My latency has been consistent at around 60ms for some time and then all of a sudden went to 82-100ms including some disconnects where SmartSDR loses connection.

I called Xfinity to report the latency as reported by SmartSDR. They performed some minor fixes to the connectors between me and the neighborhood hub but otherwise determined their network is exceeding specs. Download and upload speeds are north of 600mbps but of course, we all know it's not the speed - it's the latency that matters to remote-operated Flex stations.

The internet connection at the transmitter site is high-speed cable as well with a new switch and router.

All internet connectivity on both ends is direct-connect. No WiFI.

Bufferbloat gives me an A on the transmitter site's network and an A on the remote site's network where I have a router recommended by Bufferbloat (eero Pro 6) and turned on the Beta option for optimizing for gaming.

Question is, how do I determine what is causing the latency, or on which end is it occurring?

The Flex 6400 is new, with the latest firmware (v3.3.32). Also, I may be seeing some flux in latency when transmitting but not 100% sure of the correlation.

Thank you,

John

NG0Z

Answers

  • Mike-VA3MW
    Mike-VA3MW Administrator, FlexRadio Employee, Community Manager, Super Elmer, Moderator admin

    John

    What it sounds like is that your CPU or NIC card is the bottle neck. You have elminiated most other things it seems.
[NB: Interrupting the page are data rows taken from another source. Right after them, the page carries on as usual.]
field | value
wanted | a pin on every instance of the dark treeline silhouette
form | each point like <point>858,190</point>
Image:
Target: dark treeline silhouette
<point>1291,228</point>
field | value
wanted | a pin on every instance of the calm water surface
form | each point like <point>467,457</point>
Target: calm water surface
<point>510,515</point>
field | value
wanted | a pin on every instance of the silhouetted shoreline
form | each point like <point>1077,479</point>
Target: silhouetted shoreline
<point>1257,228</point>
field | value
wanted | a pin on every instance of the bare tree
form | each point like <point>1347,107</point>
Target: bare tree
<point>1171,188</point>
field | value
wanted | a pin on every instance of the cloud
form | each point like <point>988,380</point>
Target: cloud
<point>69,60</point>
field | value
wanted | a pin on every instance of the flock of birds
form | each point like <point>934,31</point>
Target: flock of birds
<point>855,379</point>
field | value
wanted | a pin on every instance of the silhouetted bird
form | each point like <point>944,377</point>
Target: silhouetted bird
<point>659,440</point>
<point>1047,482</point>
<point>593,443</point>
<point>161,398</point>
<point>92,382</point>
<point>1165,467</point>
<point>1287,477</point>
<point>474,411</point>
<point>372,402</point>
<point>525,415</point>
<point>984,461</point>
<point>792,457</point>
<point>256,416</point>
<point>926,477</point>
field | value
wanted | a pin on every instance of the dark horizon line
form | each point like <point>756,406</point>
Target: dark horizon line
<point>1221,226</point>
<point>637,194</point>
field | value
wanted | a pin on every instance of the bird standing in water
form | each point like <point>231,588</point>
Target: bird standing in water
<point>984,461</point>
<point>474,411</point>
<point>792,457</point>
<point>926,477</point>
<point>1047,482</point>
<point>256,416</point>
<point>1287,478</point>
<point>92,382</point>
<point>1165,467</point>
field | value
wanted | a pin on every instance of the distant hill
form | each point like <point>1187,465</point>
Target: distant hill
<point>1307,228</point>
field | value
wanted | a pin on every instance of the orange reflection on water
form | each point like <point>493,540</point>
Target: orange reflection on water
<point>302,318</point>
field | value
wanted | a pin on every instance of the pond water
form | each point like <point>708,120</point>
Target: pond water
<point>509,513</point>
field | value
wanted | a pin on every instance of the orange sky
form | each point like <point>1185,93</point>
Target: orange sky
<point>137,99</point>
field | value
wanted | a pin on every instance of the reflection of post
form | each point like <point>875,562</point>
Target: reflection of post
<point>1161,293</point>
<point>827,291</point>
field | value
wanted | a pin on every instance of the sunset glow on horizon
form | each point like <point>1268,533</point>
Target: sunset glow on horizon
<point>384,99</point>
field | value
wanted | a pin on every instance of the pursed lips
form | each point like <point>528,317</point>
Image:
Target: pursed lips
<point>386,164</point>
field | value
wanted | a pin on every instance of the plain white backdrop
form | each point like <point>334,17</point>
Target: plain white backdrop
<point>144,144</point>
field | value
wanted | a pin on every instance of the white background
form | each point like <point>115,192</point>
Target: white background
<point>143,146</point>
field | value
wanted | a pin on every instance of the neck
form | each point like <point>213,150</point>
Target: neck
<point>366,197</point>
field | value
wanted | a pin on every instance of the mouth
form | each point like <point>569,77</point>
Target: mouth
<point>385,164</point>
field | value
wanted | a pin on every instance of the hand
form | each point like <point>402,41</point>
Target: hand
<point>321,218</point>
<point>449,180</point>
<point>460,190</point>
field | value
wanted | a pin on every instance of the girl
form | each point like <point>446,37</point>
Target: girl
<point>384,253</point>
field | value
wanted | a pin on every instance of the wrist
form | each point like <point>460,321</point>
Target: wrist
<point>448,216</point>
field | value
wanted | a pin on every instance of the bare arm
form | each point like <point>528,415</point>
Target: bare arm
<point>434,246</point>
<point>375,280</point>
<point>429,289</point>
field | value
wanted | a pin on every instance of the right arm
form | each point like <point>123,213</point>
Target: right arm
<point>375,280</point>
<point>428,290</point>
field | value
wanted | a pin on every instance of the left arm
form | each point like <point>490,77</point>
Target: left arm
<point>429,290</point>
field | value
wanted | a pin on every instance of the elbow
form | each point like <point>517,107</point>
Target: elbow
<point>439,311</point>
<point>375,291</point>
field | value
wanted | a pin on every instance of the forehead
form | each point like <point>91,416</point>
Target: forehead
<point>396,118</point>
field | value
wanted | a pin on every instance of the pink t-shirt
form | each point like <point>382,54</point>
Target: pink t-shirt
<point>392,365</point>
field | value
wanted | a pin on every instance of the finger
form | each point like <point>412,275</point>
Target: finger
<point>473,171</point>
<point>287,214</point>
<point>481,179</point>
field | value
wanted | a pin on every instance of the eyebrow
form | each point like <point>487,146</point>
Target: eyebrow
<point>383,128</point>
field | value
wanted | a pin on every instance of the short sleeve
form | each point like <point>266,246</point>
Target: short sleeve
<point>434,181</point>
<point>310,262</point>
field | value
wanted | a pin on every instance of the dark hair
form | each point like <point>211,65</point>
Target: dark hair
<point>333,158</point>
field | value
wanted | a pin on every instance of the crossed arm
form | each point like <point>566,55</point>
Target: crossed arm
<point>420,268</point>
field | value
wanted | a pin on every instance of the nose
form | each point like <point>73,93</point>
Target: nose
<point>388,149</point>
    80-100ms doesn't sound too bad, but that shouldn't cause SmartSDR to fail unless there was a total packet loss. Again, there are many players from the network, to the radio and also the PC and the TCP/IP stack in the radio. They all have an impact.

    Running a DPC Monitor might help to show that.

    The Switch could also have network ports that are flapping. Changing out the switch might make a difference. If it was me, I would try a simple 100mb switch and see if the symptoms change.

    Others may have more input.

    73

  • NG0Z
    NG0Z Member ✭✭
    edited September 2022

    There was tremendous packet loss yesterday and the radio was unusable. Latency well above 100ms.

    Today the issue has all but disappeared. We had been running Trace Reports and watching the long path that my ISP was hauling the traffic between the city and the transmit site. The latency appeared to be the thousands of miles the signals were traveling. Perhaps they had an equipment failure was offered by my network engineer friend.

    Today, after a short overnight outage, the path has shortened dramatically and the radio is working well.

    60ms isn't awesome, and certainly not what I'm paying for but at least the radio works seamlessly at that rate.

  • Mike-VA3MW
    Mike-VA3MW Administrator, FlexRadio Employee, Community Manager, Super Elmer, Moderator admin

    60ms is a good number. Maybe not for gaming, but it is more than adequate for HF radio operation.

    60ms is about the length of one CW Dit at 25wpm.